There was another man named Eddie Schaeffer - he was one. Between all of that we roasted a lot of big names at our club the Footlighters; Dean Martin, Sammy Davis, Milton Berle, a gang of 'em. Anyone you name we roasted. The Footlighters got up to five hundred members.

Kliph Nesteroff: What do you remember of Don Rickles in that era?

Lou Marsh: We never got friendly with Don. Don's mother used to come in and see us at the Comedy Box. We ran into Don one time and he said, "How's my act doing?" Because we had stolen a lot of material from him.

Kliph Nesteroff: How about a place called Eddy's in Kansas City?

Lou Marsh: Eddy's (laughs). There were three clubs that if you played them - you were on the road to success. The Copacabana in New York, Eddy's in Kansas City and the Elmwood Casino in Windsor. If you worked those three clubs you were on the way. We worked them three times.

Kliph Nesteroff: I had heard that Eddy's was notorious for its managers, three short brothers that were all Mob guys...

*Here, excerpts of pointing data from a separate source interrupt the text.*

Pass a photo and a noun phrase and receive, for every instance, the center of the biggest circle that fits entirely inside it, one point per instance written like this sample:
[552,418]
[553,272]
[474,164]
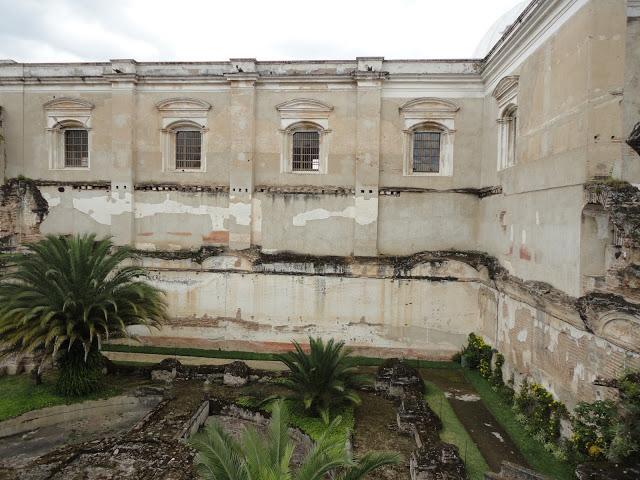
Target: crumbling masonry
[522,227]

Lou Marsh: Well, Eddy's... (laughs)... that's the guy who shot the kid that killed Kennedy. Jack Ruby. He never showed up there, but he had a piece of Eddy's. Everybody knew he had a piece of the action. 

Kliph Nesteroff: We never finished talking about Allan Drake.

Lou Marsh: Allan Drake was just a comic, a funny man and... I'd rather not talk about the rest of it.


Anonymous said...

So, he'd rather not talk about him? Another show biz skeleton at the hat check counter.

Anonymous said...

Refreshingly honest interview; he actually admits to stealing material.

Just about everyone stole, not many admit it in interviews. What could he possibly have stolen from Rickles, though? Don's work was so weird and idiosyncratic. I'd love to know specific lines he lifted from Don's act, but I suppose too many years have passed for him to remember.

But the idea of Don Rickles asking him "how's my act doing?" is priceless.

- Glen Ramkawsky

rhfarb said...

Jordan Hines booked these guys with the Marimba Sisters for one of his productions. Jordan would film the acts and show them at conventions in Sanibel Island. When I bought their album, it sounded remarkably similar to the act I saw.

Kent Geek said...

Is Lou referring to something about Drake himself, or just the story about Drake's wife? Either way, this is pretty fascinating stuff. The Drake story from the perspective of the guys in the business who were there would definitely be an interesting read.

Anonymous said...

Every two-bit comic and singer you never heard of says something along the lines of, "We were booked for two weeks and were held over for fourteen years!" I'm sure there's a little exaggeration in these claims.